[slurm-users] Slurm setup question
Matt Hohmeister
hohmeister at psy.fsu.edu
Wed Apr 11 09:22:43 MDT 2018
Thanks; I just set StateSaveLocation=/var/spool/slurm.state, and that went away. Of course, another error popped up:
Apr 11 11:19:24 psy-slurm slurmctld[1772]: fatal: Invalid node names in partition slurm
Here’s the relevant section from slurm.conf; IP address changed to protect the innocent. This is a single-node cluster that I’m using just to make a working proof-of-concept.
# COMPUTE NODES
NodeName=psy-slurm NodeAddr=192.0.2.157
PartitionName=slurm Nodes= Default=YES MaxTime=INFINITE State=UP
Matt Hohmeister
Systems and Network Administrator
Department of Psychology
Florida State University
PO Box 3064301
Tallahassee, FL 32306-4301
Phone: +1 850 645 1902
Fax: +1 850 644 7739
From: slurm-users <slurm-users-bounces at lists.schedmd.com> On Behalf Of Douglas Jacobsen
Sent: Wednesday, April 11, 2018 10:40 AM
To: Slurm User Community List <slurm-users at lists.schedmd.com>
Subject: Re: [slurm-users] Slurm setup question
It looks like your slurm.conf is specifying /var/spool as your Save state directory, and `fatal: Incorrect permissions on state save loc: /var/spool` indicates that SlurmUser (another configuration in slurm.conf) does not have access to write to it.
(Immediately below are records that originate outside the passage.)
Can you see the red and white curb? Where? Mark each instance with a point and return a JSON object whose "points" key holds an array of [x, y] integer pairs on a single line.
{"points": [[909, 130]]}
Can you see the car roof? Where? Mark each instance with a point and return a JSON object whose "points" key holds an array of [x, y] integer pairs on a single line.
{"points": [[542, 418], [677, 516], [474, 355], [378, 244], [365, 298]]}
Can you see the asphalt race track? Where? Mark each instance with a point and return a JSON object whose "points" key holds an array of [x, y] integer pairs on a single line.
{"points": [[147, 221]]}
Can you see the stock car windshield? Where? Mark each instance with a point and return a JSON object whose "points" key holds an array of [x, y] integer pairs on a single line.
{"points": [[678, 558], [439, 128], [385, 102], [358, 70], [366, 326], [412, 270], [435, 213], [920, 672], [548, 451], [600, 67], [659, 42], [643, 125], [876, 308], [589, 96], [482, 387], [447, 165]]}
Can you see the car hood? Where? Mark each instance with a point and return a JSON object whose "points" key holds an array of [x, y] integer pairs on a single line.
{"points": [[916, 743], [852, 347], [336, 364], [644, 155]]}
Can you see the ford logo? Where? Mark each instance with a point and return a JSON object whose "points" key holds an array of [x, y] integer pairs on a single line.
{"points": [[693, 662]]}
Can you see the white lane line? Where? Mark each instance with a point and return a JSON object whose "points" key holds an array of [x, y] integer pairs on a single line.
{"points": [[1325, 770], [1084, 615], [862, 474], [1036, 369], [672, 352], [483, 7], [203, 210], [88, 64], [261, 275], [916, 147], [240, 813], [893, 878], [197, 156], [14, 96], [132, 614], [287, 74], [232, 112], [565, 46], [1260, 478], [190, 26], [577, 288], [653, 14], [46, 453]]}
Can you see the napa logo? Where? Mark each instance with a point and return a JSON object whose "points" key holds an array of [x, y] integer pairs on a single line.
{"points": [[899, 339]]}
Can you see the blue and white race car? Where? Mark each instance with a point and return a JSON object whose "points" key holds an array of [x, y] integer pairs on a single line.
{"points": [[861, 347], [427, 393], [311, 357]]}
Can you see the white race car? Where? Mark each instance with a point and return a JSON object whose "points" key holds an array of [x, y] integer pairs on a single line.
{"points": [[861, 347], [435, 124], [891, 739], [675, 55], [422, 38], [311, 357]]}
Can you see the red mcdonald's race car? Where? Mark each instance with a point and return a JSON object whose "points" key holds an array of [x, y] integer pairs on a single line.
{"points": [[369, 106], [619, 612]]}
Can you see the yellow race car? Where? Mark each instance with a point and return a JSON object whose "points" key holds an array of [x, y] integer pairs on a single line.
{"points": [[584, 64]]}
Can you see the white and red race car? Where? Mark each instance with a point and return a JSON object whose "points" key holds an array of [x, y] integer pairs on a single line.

It might be a good to make a directory dedicated for this purpose, e.g. /var/spool/slurm/<clustername>_state, and then make sure that the SlurmUser (usually either "slurm" or root, depending on your needs), can access that directory.
----
Doug Jacobsen, Ph.D.
NERSC Computer Systems Engineer
National Energy Research Scientific Computing Center<https://urldefense.proofpoint.com/v2/url?u=http-3A__www.nersc.gov&d=DwMFaQ&c=HPMtquzZjKY31rtkyGRFnQ&r=Y7_jKRiyJUHl8NulOtnzB4UPVSMWmGk9Sds6aXi7m3U&m=vB5kEptc0F3Hjfyf88mDCPQ_3BeootNbrc5vZ6VtPtM&s=3JKzB9CTmI7XjmapV74NhKTJ4VywZ8_8VMGsjnV5H5k&e=>
dmjacobsen at lbl.gov<mailto:dmjacobsen at lbl.gov>
------------- __o
---------- _ '\<,_
----------(_)/ (_)__________________________
On Wed, Apr 11, 2018 at 5:44 AM, Ole Holm Nielsen <Ole.H.Nielsen at fysik.dtu.dk<mailto:Ole.H.Nielsen at fysik.dtu.dk>> wrote:
Hi Matt,
You might want to take a look at my Slurm Wiki, which focuses on CentOS/RHEL 7: https://wiki.fysik.dtu.dk/niflheim/SLURM<https://urldefense.proofpoint.com/v2/url?u=https-3A__wiki.fysik.dtu.dk_niflheim_SLURM&d=DwMFaQ&c=HPMtquzZjKY31rtkyGRFnQ&r=Y7_jKRiyJUHl8NulOtnzB4UPVSMWmGk9Sds6aXi7m3U&m=vB5kEptc0F3Hjfyf88mDCPQ_3BeootNbrc5vZ6VtPtM&s=F-iggDAdLMvraK3g3jfyopytOTXy3HGv53ym-0MQgpg&e=>. Complete instructions for Slurm installation, configuration, etc. is in the Wiki.
/Ole
On 04/11/2018 02:26 PM, Matt Hohmeister wrote:
I’m brand-new to Slurm, and setting it up on a single RHEL 7.4 VM as a proof of concept before I deploy it. After following the instructions on https://www.slothparadise.com/how-to-install-slurm-on-centos-7-cluster/<https://urldefense.proofpoint.com/v2/url?u=https-3A__www.slothparadise.com_how-2Dto-2Dinstall-2Dslurm-2Don-2Dcentos-2D7-2Dcluster_&d=DwMFaQ&c=HPMtquzZjKY31rtkyGRFnQ&r=Y7_jKRiyJUHl8NulOtnzB4UPVSMWmGk9Sds6aXi7m3U&m=vB5kEptc0F3Hjfyf88mDCPQ_3BeootNbrc5vZ6VtPtM&s=bUTMEN-IG50GLAc7wvp5c7nuoJpgT_byZVnQTwG9RDw&e=> (sorry, site not working now), I can get slurmd to start perfectly, but slurmctld fails to start with the following journalctl -xe; I was wondering if anyone has run into this or could shed some light on this…thanks in advance!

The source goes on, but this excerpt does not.